Published: 2021-10-29

Total Pages: 207

ISBN-13: 3030873374

DOWNLOAD EBOOK

This book provides a detailed instruction to virtually reproduce the processes of Additive Manufacturing on a computer. First, all mathematical equations needed to model these processes are presented. Due to their flexibility, meshfree methods represent optimal computational solution schemes to simulate Additive Manufacturing processes. On the other hand, these methods usually do not guarantee an accurate solution. For this reason, this monograph is dedicated in detail to the necessary criteria for computational solution schemes to provide accurate results. Several meshfree methods are examined with respect to these conditions. Two different 3D printing techniques are presented in detail. The results obtained from the simulation are investigated and compared with experimental data. This work is addressed to both scientists and professionals working in the field of development who are interested to learn the secrets behind meshfree methods or get into the modeling of Additive Manufacturing.

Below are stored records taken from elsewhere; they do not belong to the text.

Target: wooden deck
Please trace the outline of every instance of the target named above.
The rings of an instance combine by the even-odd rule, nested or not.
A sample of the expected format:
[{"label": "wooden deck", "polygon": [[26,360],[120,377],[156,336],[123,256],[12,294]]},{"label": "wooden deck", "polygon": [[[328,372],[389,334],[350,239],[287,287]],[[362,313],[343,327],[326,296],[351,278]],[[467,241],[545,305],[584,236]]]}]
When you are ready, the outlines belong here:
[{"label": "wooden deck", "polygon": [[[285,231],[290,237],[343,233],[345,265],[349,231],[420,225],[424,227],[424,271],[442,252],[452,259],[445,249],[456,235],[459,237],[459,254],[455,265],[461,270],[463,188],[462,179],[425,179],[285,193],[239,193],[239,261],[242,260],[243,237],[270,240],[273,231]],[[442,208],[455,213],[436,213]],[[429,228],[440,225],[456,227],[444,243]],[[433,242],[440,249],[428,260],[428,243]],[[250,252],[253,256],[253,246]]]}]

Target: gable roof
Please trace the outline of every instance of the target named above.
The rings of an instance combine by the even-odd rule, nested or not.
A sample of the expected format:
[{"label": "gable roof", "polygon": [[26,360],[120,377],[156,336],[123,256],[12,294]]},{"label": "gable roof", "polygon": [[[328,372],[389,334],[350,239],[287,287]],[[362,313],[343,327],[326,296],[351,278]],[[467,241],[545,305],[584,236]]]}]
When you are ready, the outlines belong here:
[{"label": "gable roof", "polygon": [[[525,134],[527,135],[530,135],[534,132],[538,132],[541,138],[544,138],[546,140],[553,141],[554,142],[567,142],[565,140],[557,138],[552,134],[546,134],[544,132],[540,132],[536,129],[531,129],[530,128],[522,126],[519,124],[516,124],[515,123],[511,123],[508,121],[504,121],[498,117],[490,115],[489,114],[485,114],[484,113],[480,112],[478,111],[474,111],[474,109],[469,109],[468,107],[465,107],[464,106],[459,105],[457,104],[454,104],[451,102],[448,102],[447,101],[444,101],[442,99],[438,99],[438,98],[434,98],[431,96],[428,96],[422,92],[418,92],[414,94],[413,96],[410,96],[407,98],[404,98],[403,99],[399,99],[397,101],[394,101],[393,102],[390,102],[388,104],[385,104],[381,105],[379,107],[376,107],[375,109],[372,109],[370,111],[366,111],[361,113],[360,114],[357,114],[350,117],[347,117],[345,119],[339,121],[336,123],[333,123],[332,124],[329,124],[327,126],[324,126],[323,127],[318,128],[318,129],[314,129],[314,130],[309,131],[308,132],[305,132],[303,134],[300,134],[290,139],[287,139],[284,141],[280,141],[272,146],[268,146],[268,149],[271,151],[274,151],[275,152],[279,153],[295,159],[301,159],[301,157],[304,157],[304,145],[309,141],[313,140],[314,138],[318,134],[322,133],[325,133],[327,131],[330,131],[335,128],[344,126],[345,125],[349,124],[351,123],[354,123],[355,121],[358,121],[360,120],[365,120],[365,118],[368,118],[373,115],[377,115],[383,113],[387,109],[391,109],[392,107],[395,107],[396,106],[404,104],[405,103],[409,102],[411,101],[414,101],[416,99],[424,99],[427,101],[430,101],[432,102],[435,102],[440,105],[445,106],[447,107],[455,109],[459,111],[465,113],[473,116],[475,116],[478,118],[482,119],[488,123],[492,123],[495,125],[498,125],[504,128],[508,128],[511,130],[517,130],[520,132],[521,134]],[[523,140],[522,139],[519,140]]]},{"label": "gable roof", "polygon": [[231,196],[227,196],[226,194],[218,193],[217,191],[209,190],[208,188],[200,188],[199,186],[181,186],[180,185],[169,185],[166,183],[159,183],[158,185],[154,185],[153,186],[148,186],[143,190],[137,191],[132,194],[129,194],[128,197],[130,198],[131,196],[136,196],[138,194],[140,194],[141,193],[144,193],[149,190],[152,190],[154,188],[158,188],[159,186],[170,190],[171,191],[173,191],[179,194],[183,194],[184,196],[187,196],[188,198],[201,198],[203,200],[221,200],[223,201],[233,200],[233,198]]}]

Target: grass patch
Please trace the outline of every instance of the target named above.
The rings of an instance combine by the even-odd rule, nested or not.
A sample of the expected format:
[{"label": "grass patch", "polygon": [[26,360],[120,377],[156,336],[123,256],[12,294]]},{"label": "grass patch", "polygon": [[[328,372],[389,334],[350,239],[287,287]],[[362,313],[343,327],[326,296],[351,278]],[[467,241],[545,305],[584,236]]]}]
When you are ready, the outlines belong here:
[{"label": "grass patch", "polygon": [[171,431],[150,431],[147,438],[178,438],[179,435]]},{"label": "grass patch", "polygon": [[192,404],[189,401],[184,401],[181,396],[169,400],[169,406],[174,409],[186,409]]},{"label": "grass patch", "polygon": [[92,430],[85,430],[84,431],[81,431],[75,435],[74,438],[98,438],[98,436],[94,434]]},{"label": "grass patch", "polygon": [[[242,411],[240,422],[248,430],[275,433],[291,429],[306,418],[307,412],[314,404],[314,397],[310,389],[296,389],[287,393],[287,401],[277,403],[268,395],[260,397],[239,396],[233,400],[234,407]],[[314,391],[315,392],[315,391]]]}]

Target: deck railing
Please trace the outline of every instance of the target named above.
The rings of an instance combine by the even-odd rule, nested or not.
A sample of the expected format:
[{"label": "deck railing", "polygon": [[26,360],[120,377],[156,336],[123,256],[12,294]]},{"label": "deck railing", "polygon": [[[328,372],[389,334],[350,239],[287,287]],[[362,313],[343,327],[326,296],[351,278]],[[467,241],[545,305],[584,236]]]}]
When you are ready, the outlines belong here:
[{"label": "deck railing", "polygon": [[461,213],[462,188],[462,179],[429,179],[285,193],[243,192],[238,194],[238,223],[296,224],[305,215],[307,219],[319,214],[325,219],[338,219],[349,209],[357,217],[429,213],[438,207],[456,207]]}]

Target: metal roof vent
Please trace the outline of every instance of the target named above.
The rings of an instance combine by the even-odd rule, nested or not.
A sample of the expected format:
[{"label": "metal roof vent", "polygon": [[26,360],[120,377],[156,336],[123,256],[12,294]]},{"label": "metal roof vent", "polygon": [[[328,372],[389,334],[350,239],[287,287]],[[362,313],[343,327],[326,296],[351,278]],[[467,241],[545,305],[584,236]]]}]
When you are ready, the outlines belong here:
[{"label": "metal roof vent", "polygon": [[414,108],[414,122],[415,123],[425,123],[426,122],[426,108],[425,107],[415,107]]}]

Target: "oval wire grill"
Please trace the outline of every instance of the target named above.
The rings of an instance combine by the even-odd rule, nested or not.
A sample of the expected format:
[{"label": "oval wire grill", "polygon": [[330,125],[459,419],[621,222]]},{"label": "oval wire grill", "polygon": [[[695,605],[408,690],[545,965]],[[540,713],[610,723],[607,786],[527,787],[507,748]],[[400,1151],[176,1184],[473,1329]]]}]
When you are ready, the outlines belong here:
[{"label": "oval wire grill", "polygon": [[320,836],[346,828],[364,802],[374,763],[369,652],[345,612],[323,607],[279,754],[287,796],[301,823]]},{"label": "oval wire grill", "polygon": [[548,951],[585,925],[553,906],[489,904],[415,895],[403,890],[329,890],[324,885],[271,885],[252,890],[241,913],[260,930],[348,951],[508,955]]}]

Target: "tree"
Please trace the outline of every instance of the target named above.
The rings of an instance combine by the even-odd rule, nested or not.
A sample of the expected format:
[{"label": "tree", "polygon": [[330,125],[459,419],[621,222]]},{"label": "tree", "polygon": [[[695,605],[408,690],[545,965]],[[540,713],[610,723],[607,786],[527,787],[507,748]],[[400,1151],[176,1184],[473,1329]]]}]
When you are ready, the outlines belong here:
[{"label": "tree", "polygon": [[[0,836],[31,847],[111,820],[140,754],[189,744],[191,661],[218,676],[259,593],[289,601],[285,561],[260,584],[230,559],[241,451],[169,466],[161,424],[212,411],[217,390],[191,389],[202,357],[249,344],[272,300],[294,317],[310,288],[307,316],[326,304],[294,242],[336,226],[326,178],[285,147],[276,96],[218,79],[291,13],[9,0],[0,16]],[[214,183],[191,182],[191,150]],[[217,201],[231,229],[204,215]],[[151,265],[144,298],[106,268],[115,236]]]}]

Predictive Theoretical and Computational Approaches for Additive Manufacturing
Predictive Theoretical and Computational Approaches for Additive Manufacturing

Author: National Academies of Sciences, Engineering, and Medicine

Publisher: National Academies Press

Published: 2016-12-21

Total Pages: 149

ISBN-13: 0309449758

DOWNLOAD EBOOK

Additive manufacturing (AM) methods have great potential for promoting transformative research in many fields across the vast spectrum of engineering and materials science. AM is one of the leading forms of advanced manufacturing which enables direct computer-aided design (CAD) to part production without part-specific tooling. In October 2015 the National Academies of Sciences, Engineering, and Medicine convened a workshop of experts from diverse communities to examine predictive theoretical and computational approaches for various AM technologies. While experimental workshops in AM have been held in the past, this workshop uniquely focused on theoretical and computational approaches and involved areas such as simulation-based engineering and science, integrated computational materials engineering, mechanics, materials science, manufacturing processes, and other specialized areas. This publication summarizes the presentations and discussions from the workshop.